Mom fell and cracked a rib.
She's done this before. Of course, it's not her fault. Canada Post delivered the neighbour's mail to her house, and she had to go and redeliver it right then and there. It's not her fault for wearing the disintegrating Birkenstocks that she tripped on.
This weekend, I was sick (and still am). Yesterday was particularly miserable, coming as it did after a fitful night of much night-sweats, and no sleep at all. And frankly, I'm not one to complain about pain or illness. If I do complain, then it's pretty fucking bad. I am, let's remember, the one who decided to tough out a burst appendix.
And I'm not saying it was planned or anything, but she has this remarkable habit of making sure the spotlight is firmly on her. My grandmother (other side) had the same habit. There was always some problem, some drama, that would always pop up whenever it was someone's else's day. And always accidental. It really was quite remarkable.

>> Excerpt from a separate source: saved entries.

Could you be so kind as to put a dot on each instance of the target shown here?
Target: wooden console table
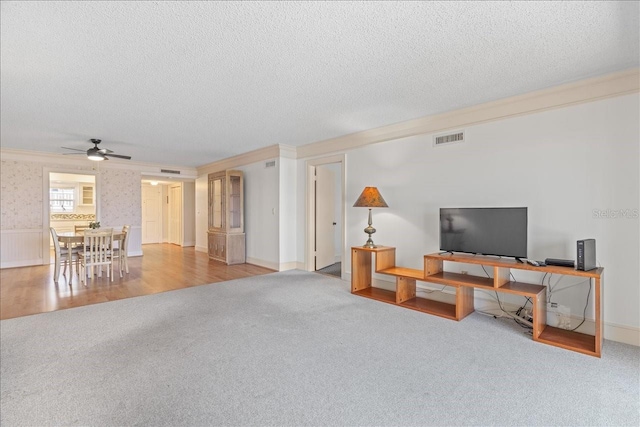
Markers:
(464, 284)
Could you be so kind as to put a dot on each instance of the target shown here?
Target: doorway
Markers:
(175, 214)
(70, 199)
(151, 213)
(325, 215)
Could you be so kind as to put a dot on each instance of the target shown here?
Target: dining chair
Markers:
(62, 256)
(97, 252)
(80, 227)
(120, 251)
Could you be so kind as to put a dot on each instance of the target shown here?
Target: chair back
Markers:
(56, 242)
(80, 228)
(97, 246)
(125, 242)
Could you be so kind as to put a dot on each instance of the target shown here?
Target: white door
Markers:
(325, 247)
(151, 214)
(175, 214)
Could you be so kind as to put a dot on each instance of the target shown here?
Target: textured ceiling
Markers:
(189, 83)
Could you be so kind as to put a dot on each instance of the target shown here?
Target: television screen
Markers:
(486, 231)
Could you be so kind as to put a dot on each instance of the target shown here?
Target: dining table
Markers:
(69, 238)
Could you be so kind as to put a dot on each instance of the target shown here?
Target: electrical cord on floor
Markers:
(520, 321)
(584, 312)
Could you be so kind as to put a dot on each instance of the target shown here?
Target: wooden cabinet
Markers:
(226, 238)
(464, 285)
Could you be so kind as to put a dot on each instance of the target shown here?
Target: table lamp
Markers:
(370, 198)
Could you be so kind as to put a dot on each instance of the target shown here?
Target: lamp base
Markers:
(369, 230)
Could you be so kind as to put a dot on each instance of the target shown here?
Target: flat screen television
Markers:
(486, 231)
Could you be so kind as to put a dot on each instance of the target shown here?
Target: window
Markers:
(62, 199)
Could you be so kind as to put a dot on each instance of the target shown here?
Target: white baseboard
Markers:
(21, 263)
(263, 263)
(285, 266)
(623, 334)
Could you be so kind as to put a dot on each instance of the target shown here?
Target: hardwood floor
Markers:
(164, 267)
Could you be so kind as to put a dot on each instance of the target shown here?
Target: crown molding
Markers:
(593, 89)
(255, 156)
(146, 169)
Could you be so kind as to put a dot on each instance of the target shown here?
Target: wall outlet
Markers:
(558, 315)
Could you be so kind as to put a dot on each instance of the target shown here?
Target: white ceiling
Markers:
(189, 83)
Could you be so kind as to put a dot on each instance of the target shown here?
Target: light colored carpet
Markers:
(293, 349)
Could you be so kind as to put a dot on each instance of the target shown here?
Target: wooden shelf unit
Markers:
(405, 293)
(464, 285)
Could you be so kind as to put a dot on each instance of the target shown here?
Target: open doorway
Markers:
(168, 212)
(325, 215)
(72, 203)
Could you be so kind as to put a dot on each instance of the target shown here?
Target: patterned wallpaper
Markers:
(21, 195)
(120, 197)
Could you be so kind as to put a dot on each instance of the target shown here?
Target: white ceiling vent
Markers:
(449, 138)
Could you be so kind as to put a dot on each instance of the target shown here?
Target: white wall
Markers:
(287, 213)
(562, 164)
(188, 214)
(202, 211)
(261, 213)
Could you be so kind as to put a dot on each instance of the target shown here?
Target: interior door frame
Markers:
(46, 214)
(172, 202)
(159, 214)
(310, 204)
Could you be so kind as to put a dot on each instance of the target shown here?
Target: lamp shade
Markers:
(370, 198)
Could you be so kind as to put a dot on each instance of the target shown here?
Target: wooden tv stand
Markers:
(464, 284)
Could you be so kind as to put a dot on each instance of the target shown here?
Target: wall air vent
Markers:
(449, 138)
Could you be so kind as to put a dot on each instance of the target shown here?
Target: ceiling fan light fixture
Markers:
(96, 156)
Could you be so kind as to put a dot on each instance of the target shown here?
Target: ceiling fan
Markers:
(97, 154)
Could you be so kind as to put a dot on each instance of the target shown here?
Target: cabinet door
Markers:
(216, 202)
(234, 214)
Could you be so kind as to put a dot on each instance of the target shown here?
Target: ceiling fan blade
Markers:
(119, 156)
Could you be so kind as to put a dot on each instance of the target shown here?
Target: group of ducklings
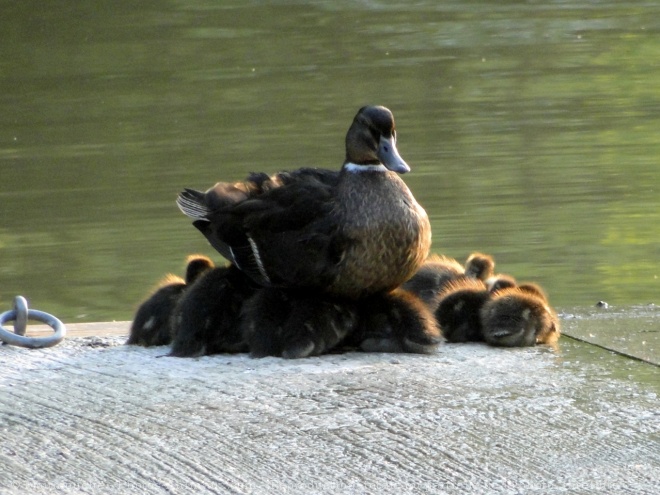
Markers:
(221, 310)
(324, 260)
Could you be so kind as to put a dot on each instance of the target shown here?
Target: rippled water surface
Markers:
(533, 131)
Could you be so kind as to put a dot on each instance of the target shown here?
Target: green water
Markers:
(533, 131)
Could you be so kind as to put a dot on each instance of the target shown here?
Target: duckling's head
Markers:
(197, 264)
(371, 142)
(500, 281)
(479, 265)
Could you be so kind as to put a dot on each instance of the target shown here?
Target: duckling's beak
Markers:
(389, 156)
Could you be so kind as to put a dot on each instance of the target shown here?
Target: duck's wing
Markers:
(281, 233)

Last week she was complaining about how heavy her suitcase was coming back from the Boat, and what a problem it was to drag it around. It was a way of soliciting the attention on her. And this, when I was the one dragging her suitcase around, thank you very much, and what the fuck would she know about it?
This spotlight thing -- it's a nasty habit, and one I'm not inclined to indulge. Maybe that makes me a shitty son, I don't know. Calling this morning, it was this one massive pity party which I had no patience for whatsoever. Did I do this when my sternum was broken for me? When I cracked my rib cleaning the tub? No. Did I get her sympathy then? Not really. Did I get any sympathy for being sick this weekend? No -- I still had to take her to the antique show. I was the one who had to fucking drive, when, frankly, consciousness was a bit of a problem.
Always a case of the DRAMZ. And always an accident. So many convenient accidents.
She's pushing for me to drive to her place to pick up the garbage can from the street and put it in the garage. This just after I spent two weeks taking her to England and back, walking her through every step. Whatever pass I get doesn't last very long.
But it'll never change. All I can do is not be terribly receptive.